Molti degli interventi che abbiamo raccolto parlano dell’esigenza di raccontare se stessi, di uscire dal nascondimento e dall’ipocrisia esattamente come tutti gli altri credenti: senza ostentare, ma per condividere la propria vita in relazioni di amicizia e di fraternità autentiche all’interno di una Chiesa che si ama, di cui ci si sente parte e in cui si vorrebbe rimanere.
Iniziative concrete
Vorremmo che il Sinodo si interrogasse sui modi migliori per portare avanti queste istanze:
- Favorire un vero dialogo territoriale, una testimonianza “porta a porta” dei credenti LGBT+, attraverso dibattiti nelle comunità e nelle parrocchie in cui la norma morale deve essere eticamente motivata, non imposta attraverso il ricorso ad atteggiamenti autoritari che contraddicono il Vangelo e soffocano il pensiero critico e la libertà della coscienza;
- Accogliere le veglie di preghiera per il superamento della violenza dell’omotransfobia e contro tutte le discriminazioni, che ancora fanno fatica a trovare accoglienza in molte diocesi;
- Proporre una catechesi dell’amore e della sessualità attenta anche alle esigenze delle persone e delle coppie omosessuali;
- Attuare una seria formazione dei sacerdoti (che spesso ammettono di non essere abbastanza preparati su questi temi) anche attraverso lo studio di quelle scienze umane (filosofia, medicina, pedagogia, psicologia, sociologia) a cui la tradizione della Chiesa ha spesso riconosciuto la libera capacità di cercare il bene: se gli operatori pastorali saranno più preparati e più sensibili, difficilmente potranno ancora ferire le persone LGBT+ e i loro genitori nella confessione, nella direzione spirituale, nelle catechesi, nelle omelie.

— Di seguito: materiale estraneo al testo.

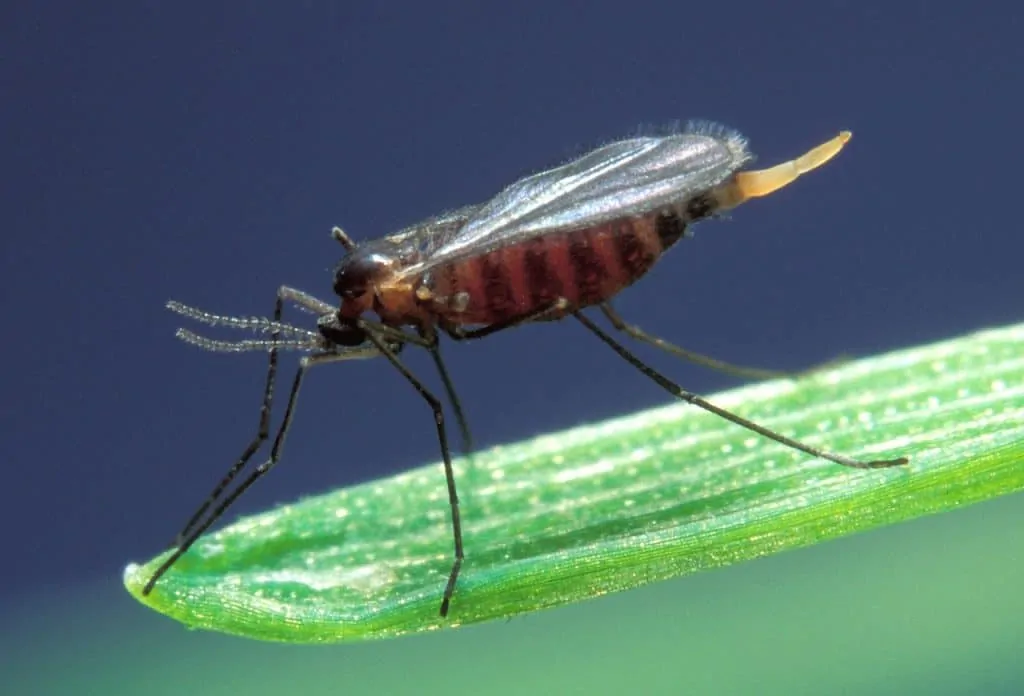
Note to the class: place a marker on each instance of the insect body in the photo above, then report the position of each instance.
(546, 248)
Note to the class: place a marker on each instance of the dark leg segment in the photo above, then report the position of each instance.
(460, 416)
(435, 406)
(193, 530)
(689, 397)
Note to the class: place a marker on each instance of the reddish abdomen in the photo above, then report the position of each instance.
(586, 266)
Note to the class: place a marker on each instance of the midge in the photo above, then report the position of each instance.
(546, 248)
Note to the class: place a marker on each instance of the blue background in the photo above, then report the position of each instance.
(203, 151)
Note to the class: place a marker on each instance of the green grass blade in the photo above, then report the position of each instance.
(612, 506)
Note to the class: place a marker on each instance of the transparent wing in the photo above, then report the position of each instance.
(622, 179)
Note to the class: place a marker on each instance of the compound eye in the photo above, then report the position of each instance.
(340, 334)
(354, 276)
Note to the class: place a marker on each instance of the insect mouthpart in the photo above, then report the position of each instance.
(339, 332)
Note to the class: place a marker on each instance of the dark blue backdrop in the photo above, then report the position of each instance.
(154, 150)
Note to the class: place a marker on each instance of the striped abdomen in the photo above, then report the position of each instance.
(586, 267)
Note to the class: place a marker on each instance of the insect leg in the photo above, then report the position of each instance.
(639, 334)
(197, 530)
(435, 406)
(460, 416)
(700, 402)
(285, 294)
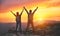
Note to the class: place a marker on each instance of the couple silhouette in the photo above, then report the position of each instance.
(30, 19)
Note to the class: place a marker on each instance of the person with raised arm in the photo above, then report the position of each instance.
(30, 18)
(18, 20)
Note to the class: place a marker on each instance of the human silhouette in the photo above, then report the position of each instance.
(18, 20)
(30, 18)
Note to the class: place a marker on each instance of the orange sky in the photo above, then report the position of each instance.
(47, 9)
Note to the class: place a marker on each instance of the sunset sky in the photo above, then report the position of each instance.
(47, 9)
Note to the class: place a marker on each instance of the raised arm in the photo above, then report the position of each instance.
(25, 10)
(12, 13)
(35, 10)
(21, 12)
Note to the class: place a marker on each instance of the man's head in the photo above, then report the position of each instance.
(30, 11)
(17, 13)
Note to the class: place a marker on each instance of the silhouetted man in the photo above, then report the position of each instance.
(30, 18)
(18, 20)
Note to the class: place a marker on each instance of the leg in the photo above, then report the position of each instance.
(20, 29)
(32, 26)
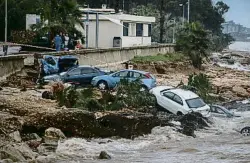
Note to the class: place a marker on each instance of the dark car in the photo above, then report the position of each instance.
(245, 131)
(81, 75)
(222, 112)
(54, 65)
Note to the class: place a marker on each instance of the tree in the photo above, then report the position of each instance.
(193, 41)
(152, 10)
(17, 10)
(61, 16)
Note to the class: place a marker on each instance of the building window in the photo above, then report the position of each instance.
(139, 29)
(149, 30)
(125, 29)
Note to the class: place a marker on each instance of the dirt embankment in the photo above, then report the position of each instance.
(228, 83)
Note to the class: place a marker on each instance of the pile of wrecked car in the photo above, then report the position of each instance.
(177, 101)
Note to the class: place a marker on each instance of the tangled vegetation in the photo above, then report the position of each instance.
(193, 41)
(128, 95)
(200, 84)
(169, 57)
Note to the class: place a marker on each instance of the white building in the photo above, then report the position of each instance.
(119, 30)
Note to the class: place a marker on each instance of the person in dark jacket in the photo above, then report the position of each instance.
(58, 42)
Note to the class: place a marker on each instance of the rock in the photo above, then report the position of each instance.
(6, 161)
(31, 136)
(193, 121)
(241, 92)
(48, 95)
(10, 123)
(104, 155)
(54, 133)
(80, 123)
(25, 150)
(17, 152)
(47, 148)
(16, 136)
(9, 152)
(46, 159)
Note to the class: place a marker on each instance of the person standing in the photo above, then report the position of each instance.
(66, 42)
(58, 42)
(63, 40)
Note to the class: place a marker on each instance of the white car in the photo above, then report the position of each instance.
(180, 101)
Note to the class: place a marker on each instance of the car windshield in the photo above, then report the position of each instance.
(195, 103)
(226, 111)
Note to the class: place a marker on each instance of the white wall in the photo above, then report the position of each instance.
(107, 31)
(135, 41)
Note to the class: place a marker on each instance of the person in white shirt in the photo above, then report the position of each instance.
(66, 43)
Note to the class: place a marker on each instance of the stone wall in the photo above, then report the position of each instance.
(10, 65)
(113, 57)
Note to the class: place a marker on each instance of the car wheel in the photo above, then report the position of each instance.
(179, 113)
(144, 88)
(102, 85)
(245, 131)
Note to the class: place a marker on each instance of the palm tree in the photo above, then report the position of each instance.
(193, 41)
(59, 16)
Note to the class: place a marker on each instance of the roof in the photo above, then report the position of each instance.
(142, 72)
(184, 93)
(123, 17)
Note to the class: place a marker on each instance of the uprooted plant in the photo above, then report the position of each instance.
(200, 84)
(129, 95)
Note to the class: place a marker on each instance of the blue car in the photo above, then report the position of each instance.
(110, 81)
(53, 65)
(81, 75)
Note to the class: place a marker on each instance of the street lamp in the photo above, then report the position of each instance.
(174, 22)
(188, 11)
(5, 47)
(183, 14)
(87, 28)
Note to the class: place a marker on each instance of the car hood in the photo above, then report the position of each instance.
(205, 110)
(160, 88)
(51, 77)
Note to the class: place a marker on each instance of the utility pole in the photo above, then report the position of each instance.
(174, 32)
(5, 47)
(123, 6)
(87, 29)
(183, 13)
(188, 11)
(97, 30)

Non ha senso parlare di “rispetto, compassione e delicatezza” (Catechismo della Chiesa cattolica, 2358) se poi non c’è un comportamento coerente nello stile pastorale e nelle scelte con cui la Chiesa guida le singole comunità cristiane e contribuisce al dibattito nella società civile;
- Superare una storia in cui, per secoli la società ha ritenuto giusto emarginare e maltrattare le persone LGBT+ anche grazie agli alibi morali che venivano forniti dalla Chiesa e iniziare un concreto per- corso di conversione promuovendo un cambiamento di prospettiva e ritornando al fondamento evangelico delle beatitudini.